Other lawmakers who spoke included Sullivan, State Senate President Pete Kelley, state Rep. Scott Kawasaki and state Sen. Kevin Meyer. Congressional speakers included Sullivan, State Senate President Pete Kelley, state Rep. Scott Kawasaki and state Sen. Kevin Meyer.

Also speaking was Catherine Stevens, wife of the former senator; the Penneys, Gen. Mark Hamilton, president emeritus of the University of Alaska and chairman of the Kenai River Sportfishing Association; former Gov. Tony Knowles; KRSA executive director Ricky Gease; and Ben Speciale, president of the Yamaha Marine Group.

Yamaha Marine has been the main sponsor of the Kenai River Classic for all 25 years of its existence.
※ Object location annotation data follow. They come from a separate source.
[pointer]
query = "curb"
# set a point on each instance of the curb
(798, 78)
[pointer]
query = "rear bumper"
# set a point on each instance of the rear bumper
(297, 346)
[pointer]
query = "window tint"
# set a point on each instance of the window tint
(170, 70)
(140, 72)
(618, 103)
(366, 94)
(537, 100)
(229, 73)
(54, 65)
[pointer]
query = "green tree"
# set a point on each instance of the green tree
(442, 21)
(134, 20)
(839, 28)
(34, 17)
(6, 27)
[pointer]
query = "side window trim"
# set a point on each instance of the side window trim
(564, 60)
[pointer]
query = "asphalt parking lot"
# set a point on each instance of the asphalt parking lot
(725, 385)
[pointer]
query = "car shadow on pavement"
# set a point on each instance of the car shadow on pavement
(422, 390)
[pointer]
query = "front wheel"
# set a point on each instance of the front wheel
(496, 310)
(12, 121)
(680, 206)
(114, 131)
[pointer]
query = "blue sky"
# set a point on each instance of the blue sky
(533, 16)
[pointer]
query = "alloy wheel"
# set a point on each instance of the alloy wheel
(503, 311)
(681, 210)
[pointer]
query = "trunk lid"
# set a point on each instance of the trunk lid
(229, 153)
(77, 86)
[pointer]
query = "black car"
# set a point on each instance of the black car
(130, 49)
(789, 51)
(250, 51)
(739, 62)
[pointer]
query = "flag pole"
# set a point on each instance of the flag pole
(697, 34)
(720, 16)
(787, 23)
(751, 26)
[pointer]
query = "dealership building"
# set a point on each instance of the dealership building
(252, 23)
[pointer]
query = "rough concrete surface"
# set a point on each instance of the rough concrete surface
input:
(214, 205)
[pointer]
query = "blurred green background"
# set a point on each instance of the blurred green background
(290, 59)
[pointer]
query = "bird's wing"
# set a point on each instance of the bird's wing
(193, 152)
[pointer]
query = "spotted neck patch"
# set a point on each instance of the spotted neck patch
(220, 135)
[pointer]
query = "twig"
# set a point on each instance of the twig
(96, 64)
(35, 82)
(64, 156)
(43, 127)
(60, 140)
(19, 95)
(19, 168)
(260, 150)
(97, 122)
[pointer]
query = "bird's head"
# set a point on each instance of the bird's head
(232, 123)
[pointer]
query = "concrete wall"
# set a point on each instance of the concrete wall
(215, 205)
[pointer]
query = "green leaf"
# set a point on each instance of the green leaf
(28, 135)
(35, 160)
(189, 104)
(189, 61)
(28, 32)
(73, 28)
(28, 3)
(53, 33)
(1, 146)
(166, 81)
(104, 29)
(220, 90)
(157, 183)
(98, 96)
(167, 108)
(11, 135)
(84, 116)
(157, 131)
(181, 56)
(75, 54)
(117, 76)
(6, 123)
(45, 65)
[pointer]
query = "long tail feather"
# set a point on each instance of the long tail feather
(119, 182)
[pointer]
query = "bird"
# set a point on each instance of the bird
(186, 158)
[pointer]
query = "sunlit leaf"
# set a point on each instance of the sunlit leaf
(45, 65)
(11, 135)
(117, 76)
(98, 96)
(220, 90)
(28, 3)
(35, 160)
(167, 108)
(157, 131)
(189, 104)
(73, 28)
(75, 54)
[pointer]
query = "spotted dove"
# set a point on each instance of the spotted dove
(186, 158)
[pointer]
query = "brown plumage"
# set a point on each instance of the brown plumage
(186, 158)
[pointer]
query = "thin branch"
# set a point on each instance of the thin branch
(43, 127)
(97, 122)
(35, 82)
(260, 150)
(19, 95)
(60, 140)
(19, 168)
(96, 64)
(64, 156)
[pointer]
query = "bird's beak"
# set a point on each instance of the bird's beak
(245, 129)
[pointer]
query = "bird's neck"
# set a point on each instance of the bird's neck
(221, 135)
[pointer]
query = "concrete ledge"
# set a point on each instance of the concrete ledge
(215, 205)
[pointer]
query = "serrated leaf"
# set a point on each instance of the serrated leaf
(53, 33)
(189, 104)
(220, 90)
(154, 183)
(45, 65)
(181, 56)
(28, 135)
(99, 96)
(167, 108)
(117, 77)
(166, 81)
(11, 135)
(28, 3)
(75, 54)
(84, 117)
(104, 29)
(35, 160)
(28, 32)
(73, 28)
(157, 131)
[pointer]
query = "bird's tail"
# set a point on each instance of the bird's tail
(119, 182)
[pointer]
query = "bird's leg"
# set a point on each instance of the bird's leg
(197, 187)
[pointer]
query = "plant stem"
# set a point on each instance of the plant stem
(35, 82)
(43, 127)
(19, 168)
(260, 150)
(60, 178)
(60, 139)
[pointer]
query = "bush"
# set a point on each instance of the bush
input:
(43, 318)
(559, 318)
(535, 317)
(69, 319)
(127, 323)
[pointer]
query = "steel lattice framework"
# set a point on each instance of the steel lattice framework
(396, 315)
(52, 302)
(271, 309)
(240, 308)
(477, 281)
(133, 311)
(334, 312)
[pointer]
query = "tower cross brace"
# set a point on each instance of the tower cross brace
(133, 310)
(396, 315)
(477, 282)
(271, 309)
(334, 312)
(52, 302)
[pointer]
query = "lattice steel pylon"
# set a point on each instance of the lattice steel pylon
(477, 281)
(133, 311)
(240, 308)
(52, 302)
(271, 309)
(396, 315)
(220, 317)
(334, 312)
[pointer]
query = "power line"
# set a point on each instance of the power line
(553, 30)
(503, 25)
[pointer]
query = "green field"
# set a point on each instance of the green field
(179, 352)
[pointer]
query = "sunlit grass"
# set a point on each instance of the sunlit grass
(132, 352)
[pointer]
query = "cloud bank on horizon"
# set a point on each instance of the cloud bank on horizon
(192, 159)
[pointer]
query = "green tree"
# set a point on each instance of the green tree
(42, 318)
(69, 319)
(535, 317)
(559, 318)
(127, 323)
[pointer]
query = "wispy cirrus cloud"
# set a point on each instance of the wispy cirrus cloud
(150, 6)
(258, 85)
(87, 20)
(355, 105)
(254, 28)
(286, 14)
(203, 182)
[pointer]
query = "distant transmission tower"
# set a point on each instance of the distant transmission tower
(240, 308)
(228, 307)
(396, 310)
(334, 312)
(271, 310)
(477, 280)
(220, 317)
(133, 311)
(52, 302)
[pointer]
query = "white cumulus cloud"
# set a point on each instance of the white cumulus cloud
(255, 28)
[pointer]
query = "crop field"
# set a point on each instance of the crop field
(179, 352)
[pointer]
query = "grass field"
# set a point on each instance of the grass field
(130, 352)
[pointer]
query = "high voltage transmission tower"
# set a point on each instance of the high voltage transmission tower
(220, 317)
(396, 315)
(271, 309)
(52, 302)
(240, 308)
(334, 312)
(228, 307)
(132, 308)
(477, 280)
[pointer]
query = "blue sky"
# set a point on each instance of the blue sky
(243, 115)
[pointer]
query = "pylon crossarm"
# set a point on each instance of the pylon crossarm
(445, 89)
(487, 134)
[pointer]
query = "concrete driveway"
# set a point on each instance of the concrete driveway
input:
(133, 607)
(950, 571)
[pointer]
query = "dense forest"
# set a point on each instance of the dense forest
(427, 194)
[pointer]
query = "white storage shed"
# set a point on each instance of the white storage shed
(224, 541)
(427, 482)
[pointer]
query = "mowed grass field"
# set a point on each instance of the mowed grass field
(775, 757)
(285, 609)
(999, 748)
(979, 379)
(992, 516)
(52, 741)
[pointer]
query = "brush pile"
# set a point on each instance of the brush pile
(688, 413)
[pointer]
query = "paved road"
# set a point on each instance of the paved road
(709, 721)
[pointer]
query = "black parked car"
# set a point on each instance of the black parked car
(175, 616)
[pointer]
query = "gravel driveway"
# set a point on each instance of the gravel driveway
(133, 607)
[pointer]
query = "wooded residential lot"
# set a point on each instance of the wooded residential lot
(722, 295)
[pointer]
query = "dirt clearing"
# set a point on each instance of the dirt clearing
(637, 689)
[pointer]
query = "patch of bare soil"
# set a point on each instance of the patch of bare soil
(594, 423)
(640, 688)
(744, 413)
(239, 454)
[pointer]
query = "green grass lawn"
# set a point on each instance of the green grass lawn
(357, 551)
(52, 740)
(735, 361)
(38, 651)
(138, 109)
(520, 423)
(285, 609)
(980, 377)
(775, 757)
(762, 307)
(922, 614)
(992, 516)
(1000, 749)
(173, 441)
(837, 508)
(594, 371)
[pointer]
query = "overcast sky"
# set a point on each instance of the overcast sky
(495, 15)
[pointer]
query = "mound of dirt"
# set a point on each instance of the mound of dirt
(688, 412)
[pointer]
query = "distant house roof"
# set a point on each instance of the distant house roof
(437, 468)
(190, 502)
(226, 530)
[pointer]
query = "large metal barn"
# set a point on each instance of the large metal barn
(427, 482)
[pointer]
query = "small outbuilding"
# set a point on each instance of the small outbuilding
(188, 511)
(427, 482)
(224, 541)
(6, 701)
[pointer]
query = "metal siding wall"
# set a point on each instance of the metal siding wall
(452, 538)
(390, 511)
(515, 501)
This year’s event was held Aug. 23-25 and has raised more than $14 million during the past 25 years.

“This river has the most public access points of any river in Alaska, and among the most in the United States,” Kristin Mellinger, owner of V3 Strategic Solutions LLC and vice president of the Kenai River Sportfishing Association board, told Trade Only Today from a boat fishing the Kenai River Classic on Friday. “It’s the one of the few places Alaskans can fish for king salmon without being rich” because of the geographic challenges and expense of accessing other locations.

Mellinger is shown with a fish she caught during the Classic

Mellinger is shown with a fish she caught during the Classic.

The KRSA is helping to educate locals on salmon, Mellinger said, noting that fries burrow up to 50 feet into the banks. Bank erosion, which happens when fishermen walk on the bank, and when the river freezes, can threaten the fries as the river widens. 

“Those silver piers you see allow people to walk on the bank and still have access without threatening the fries,” Mellinger said. But there is still a lot of erosion from ice, so the KRSA has been laying trees to form a sort of underwater fence, allowing silt from the river to collect so the willows can reseed and offer natural protection to the fries.

“I’ve watched kids catch their first fish or net their first fish, and that’s why you can allow access and keep the bank protected,” Mellinger said. “People don’t want to hurt the habitat. They just don’t know. So that’s where we come in. That’s where dollars from the Kenai River Classic are going, and we appreciate it.”

“We have encouraged people from the lower 48 to come to this event because it is so special,” said Martin Peters, senior manager of marine communications and government relations at Yamaha Marine.

Getting children involved in the Kenai River Junior Classic is important to sustaining the industry and to conservation, advocates said. (There is also a Kenai River Women’s Classic.)

Emceeing at an auction designed to raise money for the KRSA on Aug. 24, Kari Bustamante, sports director at NBC affiliate KTUU, underscored the importance of getting children onto the water.

“When my father and I were first asked to co-emcee the Kenai Classic, we sat down and started thinking of our fishing stories on the Kenai together,” Bustamante said.

“While we came up with a lot of fishless, embarrassing stories I could tell about my dad, the truth is our memories on the Kenai are some of the best I had as a kid, and when I was offered the opportunity to become the host of the Fishing Report my dad is the first person I called. So I just want to say thank you, dad.”

“If it wasn’t for my dad I wouldn’t have this passion for sportfishing,” Bustamante said.